So, the anthropology blog breaks 300 hits a day, and blond Egyptians.
Which is pretty respectable. Dienekes seems to get about 900+, and my blog is pretty small compared to his. I admit, a lot of it is a beginners introduction to lost/odd peoples. So far, the Jarawa and Onge have pulled in the most hits overall. Putting in a lot of pictures seems to help pull in the punters too. Quite a few times I come up within the first few sites on google for stuff. How do they work that out, anyway? Who goes where? I mean. I admit, I’m usually going for a magaziney feel to the pages. I compose them the way I do for my own benefit though, so I can keep all my research binges in nice accessible little on line files. My memory isn’t what is was (MS takes it’s toll) so now I actually have to keep notes! The horror of it.
I should have called it ‘anthropology and archaeology’ blog. But anthropology always leads you into archaeology. You need to understand the ancient population movements, so this sends you rooting through old papers on digs.

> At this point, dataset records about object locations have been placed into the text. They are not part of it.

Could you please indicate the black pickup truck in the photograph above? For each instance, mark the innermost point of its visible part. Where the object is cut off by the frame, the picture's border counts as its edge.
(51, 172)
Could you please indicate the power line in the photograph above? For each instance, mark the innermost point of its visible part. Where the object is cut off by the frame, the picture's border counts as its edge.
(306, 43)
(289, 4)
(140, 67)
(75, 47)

Archaeology is just anthropology with wellies on.
During one of my endless wrangles with afrocentrists, I once said (as a wind up) I could find more images of blond Egyptians than I could of life-like black ones (the sort you could see was meant to look like an individual, not stylised). This came about because I posted a lot of very life-like tomb statues of Egyptians, and they all looked just like modern Egyptians. I could only find a couple that looked lifelike and Negroid, and I really had a good search through Afrocentrist sites looking for them. All their ‘black’ Egyptians are monumental statues in black stone, or representations of Nubians (if you are familiar with the artwork, it get’s easy to spot them), or from the Nubian occupation of Egypt.

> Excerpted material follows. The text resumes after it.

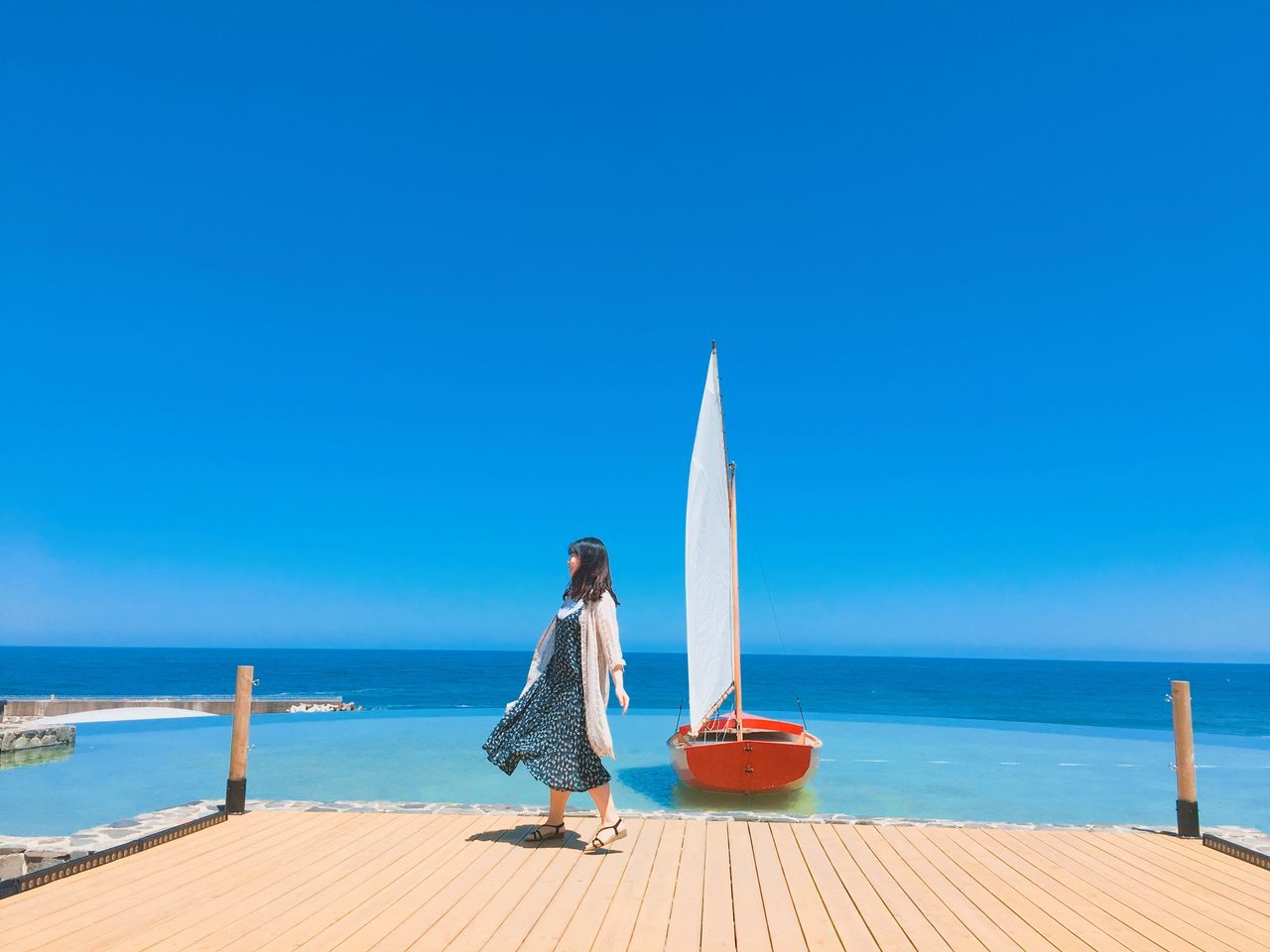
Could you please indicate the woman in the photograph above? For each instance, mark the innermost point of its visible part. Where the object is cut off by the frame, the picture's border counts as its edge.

So for a giggle I’m going to post all the blond Egyptian images I can find here… this is just too silly for my anthropology blog. These are in no way representative of the normal ancient Egyptian, they mostly seemed to have black and brown hair, and were Semitic Caucasian for the most part (same as modern).
Tomb of Menna
Tomb of Userhat.
Tomb of Khui, 12th dynasty, with a basenji hound.
The tomb of Djehutihotpe, Deirel-Bersha, middle Kingdom.
Hetepheres II
Unknown, provenance uncertain.
There’s a few others around, and I’ll post them as I find them. the normal Afrocentrist reaction to images like these is to scream ‘fake’ because they show them to be wrong, then they start claiming that you often get blond black Africans….











The Afrocentrics would naturally abe confused by the examples you show. What I see are African looking people with what appears to be woolly looking hair that is indeed blonde. I think one has to be cautious in trying to claim some sort of racial classification based on art work in general, though, race is something in general that is non-discrete and results in a lot of double standards. However, what I find interesting is that there are clearly depictions of Africoid people in Egyptian art that also have blonde hair. In fact, many Nubians are depicted with Red or Blonde hair. So when we have a situation where people with the so called “stereotypical black profile” such as many of the Nubians, are depicted with Blonde or Red hair then you have to admit that either the hair is dyed or NE Africa is a place where Blondism occurs naturally amongst non-trans Caucasian people.
Geographically speaking, NE Africa is intermediate between Europe and the Rest of Africa so it is not surprising that insitu evolution would produce people that genetically cluster intermediately between Europe and Africa. This would easily explain why some gene expression also occassionally overlaps European expression as well as African at the same time.
osirion
September 24, 2008
They were Melanesians.
Melanesia (from Greek: μέλας black, νῆσος island) literally means “islands of the black-skinned people”. It is a subregion of Oceania extending from the western side of the West Pacific to the Arafura Sea, north and northeast of Australia.
StudyUp!!!!
August 29, 2009
You still get the odd blond in Nubia; modern Nubians have a lot of Eurasian ancestry in them.
You get the odd naturally blonde and ginger mmummy, with typically Caucasian hair in all ways. This was more a work of irrtation than science. I have some proper hair studies of Egyptians mummies on my main blog.
mathilda37
September 26, 2008
…moro(sp)=moor, then, mora(N)=mulberry, nice color, now, mor/l/tla(letra)=motla(N)=your body, or motley, the stoning sign.
tzopilotl
June 2, 2009
Osirion says they are Nubians with died hair but we know the Egyptians drew Nubians as prognathic. So, yes you can, according to the Egyptian classification system, draw racial inferences from their art.
The ancient Egyptians seem to have been more aware of prognathism than people of today.